Come è cambiata la percezione degli italiani sulle priorità pubbliche, alla luce dell'esperienza del Covid e delle cronache di difficoltà quotidiana dell'assistenza sanitaria? In che misura le istituzioni sono pronte a tradurre in iniziative concrete la domanda di salute che arriva dai cittadini? E come assicurare alla filiera industriale delle Life Sciences - determinante per la crescita economica del Paese e la salute e la qualità di vita dei cittadini - l'humus istituzionale, legislativo, economico-finanziario necessario all'innovazione? Su questi temi si sono confrontati decisori ed esperti in occasione della sesta edizione dell''Inventing for Life Health Summit', anche quest'anno dedicato al tema 'Investing for Life: la Salute conta!', organizzato da Msd Italia oggi al Maxxi di Roma. Durante l'evento è stata presentata una ricerca Ipsos che mostra come, per gli italiani, la salute è una priorità su cui investire, più ancora di altre voci come il lavoro.

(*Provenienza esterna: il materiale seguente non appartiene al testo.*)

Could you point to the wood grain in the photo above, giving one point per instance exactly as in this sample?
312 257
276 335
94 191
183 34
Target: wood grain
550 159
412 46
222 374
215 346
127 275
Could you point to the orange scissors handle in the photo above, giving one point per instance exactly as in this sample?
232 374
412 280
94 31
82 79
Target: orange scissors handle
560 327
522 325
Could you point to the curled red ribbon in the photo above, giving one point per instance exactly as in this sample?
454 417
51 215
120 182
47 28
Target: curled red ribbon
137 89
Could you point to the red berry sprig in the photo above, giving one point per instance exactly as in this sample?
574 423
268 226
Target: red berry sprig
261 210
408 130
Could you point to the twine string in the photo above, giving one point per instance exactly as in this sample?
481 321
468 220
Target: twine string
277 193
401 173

Secondo i dati della ricerca Ipsos 'Priorità e aspettative degli italiani per un nuovo Ssn', presentata dal presidente Nando Pagnoncelli, nel giro di 2 anni è aumentata dal 52% al 69% la quota di italiani che indicano salute e sanità come le priorità assolute su cui il Governo dovrebbe investire, davanti al lavoro e ai costi dell'energia. In particolare andrebbero privilegiati pronto soccorso, assistenza ospedaliera e prevenzione. Le incognite sull'intelligenza artificiale hanno forse contribuito a raffreddare gli entusiasmi per la trasformazione digitale, che viene comunque ritenuta utile dal 68% degli italiani (contro il 79% del 2021). Non solo. Dal sondaggio risulta che quasi 9 italiani su 10 ritengono che la sanità pubblica rappresenti una priorità strategica per il Paese e che sia necessario un aumento del suo finanziamento.

La crescita degli investimenti - è emerso dal dibattito - potrà contribuire anche a dare maggiore attenzione ai bisogni dei pazienti nel percorso diagnostico-assistenziale: più di 8 italiani su 10 sono convinti che i pazienti debbano essere attivamente coinvolti nei processi decisionali di cura, e il 67% giudica positivamente il ruolo svolto dalle associazioni a favore dei pazienti.